= August Fischer =

German orientalist and philologist (1865–1949)

August Fischer (14 February 1865 in Halle an der Saale - 14 February 1949 in Leipzig) was a German orientalist.

From 1883 to 1889 he studied theology and Oriental philology at the universities of Berlin, Marburg and Halle, receiving his doctorate with a thesis on the source biographies of Ibn Ishaq, Biographien von Gewährsmännern des Ibn Ishaq. In 1890 he obtained his habilitation for Oriental philology at the University of Halle, and several years later became an associate professor in Berlin. From 1900 to 1930 he was a full professor of Oriental philology at the University of Leipzig, where in 1914/15 he served as dean to the faculty of philosophy. For several years he was secretary of the philological-history group at the Saxon Academy of Sciences of Leipzig (1926–32).

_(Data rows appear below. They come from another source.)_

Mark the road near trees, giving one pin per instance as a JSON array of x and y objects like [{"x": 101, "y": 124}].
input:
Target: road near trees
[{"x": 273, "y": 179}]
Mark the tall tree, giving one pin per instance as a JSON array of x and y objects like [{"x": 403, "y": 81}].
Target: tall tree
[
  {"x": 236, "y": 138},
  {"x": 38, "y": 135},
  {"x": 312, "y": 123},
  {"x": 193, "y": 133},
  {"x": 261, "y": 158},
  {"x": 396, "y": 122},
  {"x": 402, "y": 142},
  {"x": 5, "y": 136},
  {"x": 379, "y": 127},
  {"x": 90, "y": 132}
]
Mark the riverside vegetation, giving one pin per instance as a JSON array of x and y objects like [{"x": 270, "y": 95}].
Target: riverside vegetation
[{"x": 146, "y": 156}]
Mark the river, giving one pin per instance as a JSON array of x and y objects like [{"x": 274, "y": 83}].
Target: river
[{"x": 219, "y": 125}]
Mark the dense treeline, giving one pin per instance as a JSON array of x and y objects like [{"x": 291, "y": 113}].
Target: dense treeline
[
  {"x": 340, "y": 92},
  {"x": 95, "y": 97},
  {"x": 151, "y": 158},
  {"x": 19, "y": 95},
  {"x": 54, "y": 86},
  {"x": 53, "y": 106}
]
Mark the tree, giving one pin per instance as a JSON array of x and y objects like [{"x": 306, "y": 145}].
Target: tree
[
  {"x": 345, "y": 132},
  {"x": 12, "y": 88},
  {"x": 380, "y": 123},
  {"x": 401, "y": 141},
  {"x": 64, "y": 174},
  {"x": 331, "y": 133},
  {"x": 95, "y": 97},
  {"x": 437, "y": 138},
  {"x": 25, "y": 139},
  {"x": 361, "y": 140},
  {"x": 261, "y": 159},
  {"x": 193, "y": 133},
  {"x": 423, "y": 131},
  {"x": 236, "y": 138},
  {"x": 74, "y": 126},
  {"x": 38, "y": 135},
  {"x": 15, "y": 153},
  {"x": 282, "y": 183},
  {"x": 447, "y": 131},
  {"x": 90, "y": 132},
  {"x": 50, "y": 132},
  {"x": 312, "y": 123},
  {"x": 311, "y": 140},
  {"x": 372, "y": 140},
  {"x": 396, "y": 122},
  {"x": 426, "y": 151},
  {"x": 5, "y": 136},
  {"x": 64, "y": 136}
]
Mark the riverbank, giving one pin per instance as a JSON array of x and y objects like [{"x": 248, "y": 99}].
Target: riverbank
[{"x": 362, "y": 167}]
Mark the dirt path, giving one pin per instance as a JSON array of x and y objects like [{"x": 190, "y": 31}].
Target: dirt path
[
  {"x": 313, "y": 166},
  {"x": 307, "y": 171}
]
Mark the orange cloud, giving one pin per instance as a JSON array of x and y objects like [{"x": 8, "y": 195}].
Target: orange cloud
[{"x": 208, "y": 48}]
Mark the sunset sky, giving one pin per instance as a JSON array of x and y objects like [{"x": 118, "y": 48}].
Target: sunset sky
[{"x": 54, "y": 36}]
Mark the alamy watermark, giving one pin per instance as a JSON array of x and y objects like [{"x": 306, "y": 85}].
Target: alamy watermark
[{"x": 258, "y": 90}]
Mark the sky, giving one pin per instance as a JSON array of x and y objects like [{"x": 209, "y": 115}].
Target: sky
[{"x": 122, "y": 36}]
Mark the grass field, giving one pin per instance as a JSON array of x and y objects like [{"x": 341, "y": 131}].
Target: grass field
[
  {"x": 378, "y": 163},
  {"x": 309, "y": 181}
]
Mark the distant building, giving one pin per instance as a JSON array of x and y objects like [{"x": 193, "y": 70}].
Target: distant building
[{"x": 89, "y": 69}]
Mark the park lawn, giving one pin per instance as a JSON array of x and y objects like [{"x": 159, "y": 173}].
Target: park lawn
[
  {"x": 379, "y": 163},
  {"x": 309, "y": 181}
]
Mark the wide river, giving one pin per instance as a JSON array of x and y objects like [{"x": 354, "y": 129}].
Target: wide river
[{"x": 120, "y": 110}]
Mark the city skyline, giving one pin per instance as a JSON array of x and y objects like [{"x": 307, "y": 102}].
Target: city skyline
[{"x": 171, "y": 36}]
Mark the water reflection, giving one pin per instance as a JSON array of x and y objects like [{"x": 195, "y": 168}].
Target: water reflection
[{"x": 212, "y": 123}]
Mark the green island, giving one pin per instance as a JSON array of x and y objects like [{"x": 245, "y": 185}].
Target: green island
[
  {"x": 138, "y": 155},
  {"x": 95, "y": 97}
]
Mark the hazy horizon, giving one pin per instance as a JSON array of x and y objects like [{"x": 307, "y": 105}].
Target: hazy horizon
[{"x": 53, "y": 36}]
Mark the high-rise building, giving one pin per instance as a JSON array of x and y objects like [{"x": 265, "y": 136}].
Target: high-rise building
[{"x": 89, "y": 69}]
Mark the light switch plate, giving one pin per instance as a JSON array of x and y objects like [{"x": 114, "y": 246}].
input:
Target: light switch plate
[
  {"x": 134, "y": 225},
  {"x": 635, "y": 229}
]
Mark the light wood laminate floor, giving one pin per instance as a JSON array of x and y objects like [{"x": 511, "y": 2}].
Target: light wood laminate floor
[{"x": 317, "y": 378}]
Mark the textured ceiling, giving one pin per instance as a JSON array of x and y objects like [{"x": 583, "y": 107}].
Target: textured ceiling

He was a member of the Academy of the Arabic Language in Cairo and he contributed his notes for the development of Al-Mu'jam al-Kabir, the academy's project for a historical dictionary of Arabic.

== Published works ==
With Rudolf Ernst Brünnow, he was author of the highly acclaimed Arabische Chrestomathie aus Prosaschriftstellern (6h edition, 1953), an Arab chrestomathy translated into English and published with the title Chrestomathy of classical Arabic prose literature (2008). He was also an editor of the periodicals Zeitschrift der Deutschen Morgenländischen Gesellschaft (Journal of the German Oriental Society) and Islamica (1925–35; a journal for the study of languages and cultures of Islamic peoples). Among his other numerous writings were Die indirekte Rede im Altfranzösischen (Indirect speech in Old French, 1900) and the necrology for orientalist Christoph Ludolf Ehrenfried Krehl (Nekrolog auf Ludolf Krehl, 1901).